Im vergangenen Jahr ist noch heftig über die Wehrpflicht gestritten worden. Inzwischen ist das Interesse jedoch drastisch gesunken. Zum Abschied vom Pflichtdienst im Bundestag kamen nur wenige Abgeordnete.

Berlin. Eine historische Entscheidung im Bundestag stellt man sich eigentlich anders vor. Die Reihen im Plenarsaal des Reichstagsgebäudes waren am Donnerstagnachmittag nur noch spärlich besetzt, als mit dem Tagesordnungspunkt 30 das Wehrrechtsänderungsgesetz aufgerufen wurde.

Eine gute Stunde lang wurde noch einmal über die Umwandlung der Bundeswehr in eine Freiwilligenarmee debattiert. Um 17.27 Uhr erhoben sich die Abgeordneten zur Abstimmung und besiegelten eine der weitreichendsten Entscheidungen dieser Legislaturperiode: Nach 55 Jahren wird am 1. Juli die Wehrpflicht ausgesetzt. Der Urheber dieser Entscheidung fehlte ebenfalls im Bundestag. Karl-Theodor zu Guttenberg (CSU) gehört dem Parlament nicht mehr an, er stolperte über seine Doktorarbeit, die er zum großen Teil abgekupfert hatte und deswegen nach seinem Titel auch das politische Amt abgeben musste.

Die Aussetzung der Wehrpflicht ist das bedeutendste politische Erbe des zurückgetretenen Verteidigungsministers. Im vergangenen Frühjahr hatte der CSU-Politiker die Idee im Zuge der Spardiskussion überraschend aus dem Hut gezaubert und die eigenen Reihen damit mächtig aufgemischt. Der "Markenkern der Union" kippte trotzdem schon im Spätsommer, im November und Dezember nickten die Parteitage von CSU und CDU die Entscheidung ab, und schon am 3. Januar wurden die letzten Wehrpflichtigen eingezogen. Jetzt ist der historische Schritt auch gesetzlich besiegelt.
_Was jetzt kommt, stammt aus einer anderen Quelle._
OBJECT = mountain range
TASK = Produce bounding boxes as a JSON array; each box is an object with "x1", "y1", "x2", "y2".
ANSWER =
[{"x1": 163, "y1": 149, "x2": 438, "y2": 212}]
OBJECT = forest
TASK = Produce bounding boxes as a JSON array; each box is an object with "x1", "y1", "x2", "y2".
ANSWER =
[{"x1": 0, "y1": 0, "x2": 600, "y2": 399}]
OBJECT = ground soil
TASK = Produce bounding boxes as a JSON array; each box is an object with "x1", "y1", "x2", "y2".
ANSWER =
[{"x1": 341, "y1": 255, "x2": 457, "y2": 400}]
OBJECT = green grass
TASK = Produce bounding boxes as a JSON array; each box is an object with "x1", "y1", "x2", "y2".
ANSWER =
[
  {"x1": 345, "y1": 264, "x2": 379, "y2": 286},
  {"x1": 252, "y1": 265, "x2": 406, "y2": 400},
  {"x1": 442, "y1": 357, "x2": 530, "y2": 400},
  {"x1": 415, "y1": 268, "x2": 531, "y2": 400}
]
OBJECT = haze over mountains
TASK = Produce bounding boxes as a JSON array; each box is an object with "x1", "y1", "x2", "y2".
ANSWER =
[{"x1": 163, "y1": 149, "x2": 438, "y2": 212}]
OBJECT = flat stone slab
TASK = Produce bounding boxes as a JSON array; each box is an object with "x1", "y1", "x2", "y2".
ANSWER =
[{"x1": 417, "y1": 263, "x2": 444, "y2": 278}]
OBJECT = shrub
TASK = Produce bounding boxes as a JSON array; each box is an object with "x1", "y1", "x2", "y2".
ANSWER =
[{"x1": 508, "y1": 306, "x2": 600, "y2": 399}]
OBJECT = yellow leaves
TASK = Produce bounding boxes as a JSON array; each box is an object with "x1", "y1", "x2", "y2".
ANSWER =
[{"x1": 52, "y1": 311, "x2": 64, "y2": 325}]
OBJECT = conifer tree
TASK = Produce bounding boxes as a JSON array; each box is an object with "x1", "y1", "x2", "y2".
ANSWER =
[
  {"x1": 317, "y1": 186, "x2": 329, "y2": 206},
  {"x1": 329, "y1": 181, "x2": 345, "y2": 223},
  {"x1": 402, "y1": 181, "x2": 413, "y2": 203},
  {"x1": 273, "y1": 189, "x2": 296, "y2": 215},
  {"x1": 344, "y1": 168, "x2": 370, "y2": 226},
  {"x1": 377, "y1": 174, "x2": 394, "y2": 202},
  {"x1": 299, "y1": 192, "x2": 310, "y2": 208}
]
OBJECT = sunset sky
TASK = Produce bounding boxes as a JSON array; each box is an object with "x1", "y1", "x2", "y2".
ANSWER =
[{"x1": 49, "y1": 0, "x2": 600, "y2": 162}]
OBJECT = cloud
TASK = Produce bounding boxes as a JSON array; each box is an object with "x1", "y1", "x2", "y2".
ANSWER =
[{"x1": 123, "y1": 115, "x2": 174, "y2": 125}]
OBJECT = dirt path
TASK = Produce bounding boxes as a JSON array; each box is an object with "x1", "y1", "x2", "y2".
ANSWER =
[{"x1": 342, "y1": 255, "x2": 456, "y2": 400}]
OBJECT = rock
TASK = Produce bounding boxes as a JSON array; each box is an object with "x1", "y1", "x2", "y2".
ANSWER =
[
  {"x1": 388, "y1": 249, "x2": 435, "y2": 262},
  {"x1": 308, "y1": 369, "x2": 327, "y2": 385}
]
Begründet wurde er gestern im Bundestag von einem, der lange Zeit zu den flammenden Befürwortern der Wehrpflicht in der Union gehörte - von dem neuen Verteidigungsminister Thomas de Maizière. Die Aussetzung sei für ihn "kein Freudenakt", gab der CDU-Politiker freimütig zu. "Es ist eine notwendige, aber mich nicht fröhlich stimmende Entscheidung." Unter sicherheitspolitischen und militärischen Aspekten sei sie geboten.

Mehr Geld für künftige Soldaten



Ein zwölf- bis 23-monatiger Freiwilligendienst soll nun die Lücke, die die Wehrpflicht reißt, zumindest teilweise füllen. Bis zu 15 000 junge Männer und Frauen will die Bundeswehr dafür gewinnen.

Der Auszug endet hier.